The court has allowed Zimmerman to gather all kinds of bullshit IRRELEVANT “evidence” to make his case that he had believed his life was threatened, like issuing a subpoena for Martin’s girlfriend’s Facebook page.

Meanwhile, the media has been pumping out totally IRRELEVANT things about Trayvon—that he was suspended from school, that he wrote graffiti on a locker, that he skipped school and was late for class. This is being used to turn reality UPSIDE DOWN—to demonize Trayvon and make it seem like Zimmerman is the victim. In April, the judge refused a prosecution request to issue a gag order that might have suppressed this, giving a clear green light to create broad public opinion that Zimmerman should not even go to trial.

For example, the Miami Herald wrote: “...a more complicated portrait began to emerge of a teenager whose problems at school ranged from getting spotted defacing lockers to getting caught with a marijuana baggie and women’s jewelry.” (March 26, 2012)

“A more complicated portrait”??? By these standards the vast majority of youth, of all nationalities, are suspicious and criminal—and would perhaps deserve to be gunned down. This is totally outrageous. But this is the kind of thing that is being put out in the media around this case.

And all that is irrelevant. There is no way Zimmerman could have known ANY of it the night that he murdered Trayvon Martin. So there is no basis for him to invoke things that he could not have known at the time as an excuse for killing Trayvon. And now there is a possibility that the system will let Zimmerman use the “Stand Your Ground” law to go free.

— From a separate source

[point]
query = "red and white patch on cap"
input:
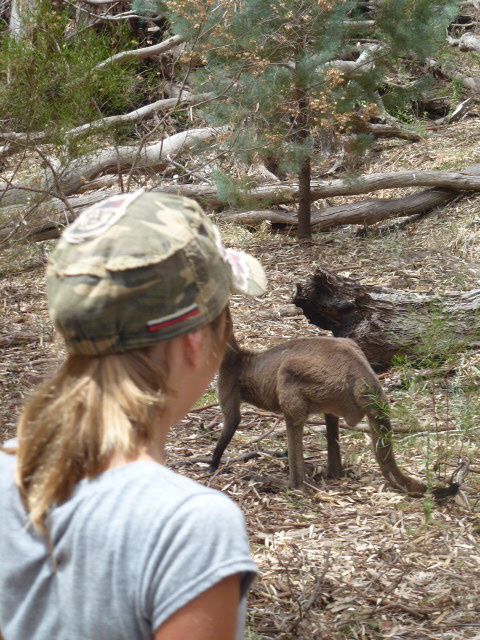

So all this adds up to a critical juncture in the struggle for justice: Trayvon Martin’s killer is invoking a lynch-mob law to justify killing a young Black man for wearing a hoodie and buying some Skittles. The media have been working for a year to spread gossip and irrelevant bullshit to criminalize Trayvon—who was doing nothing wrong—and to make his killer look good. The prosecutors, who are supposed to be prosecuting Travyon’s killer, are representatives of a system whose police kill hundreds of Black and Latino youth every year.

But the people cannot let this go down!

This is an emergency situation that demands urgent action on the anniversary of Trayvon’s murder—the kinds of creative, courageous, determined in-your-face protests that happened a year ago. The Stop Mass Incarceration Network (SMIN) has called on people to “Take to the Streets, Wear Hoodies and Show Your Outrage!” on February 26.

Their call says, in part:

On February 26, one year after the murder of Trayvon Martin, we must return to the streets, wear hoodies and act in other ways to show that we refuse to accept the bulls-eye that has been placed on the backs of Black youth. Gather your friends, neighbors and co-workers; and take pictures of what you do. ...

… On February 26, we must mark the murder of Trayvon by wearing hoodies, by gathering in appropriate places and demonstrating our defiance and our determination to refuse to accept this mistreatment. Gather coming out of school, gather in your neighborhoods.

We have to act in this way on the 26th. If we don’t, the courts could work like the cops did on the night Trayvon was murdered, by letting Zimmerman walk free again. And the authorities will continue to give a green light to racist vigilantes and killer cops to brutalize and murder our youth.

But if we do act in this way, it will show we refuse to accept in silence a declaration of open season on Black youth. It will say NO MORE to authorities who criminalize our youth. It will open the eyes of those who don’t experience this mistreatment to what’s really going on. And it will give heart to all those who live this injustice and hate it. When we pour into the streets and act in other ways with defiance and determination on February 26, we will be contributing to ending these outrages once and for all.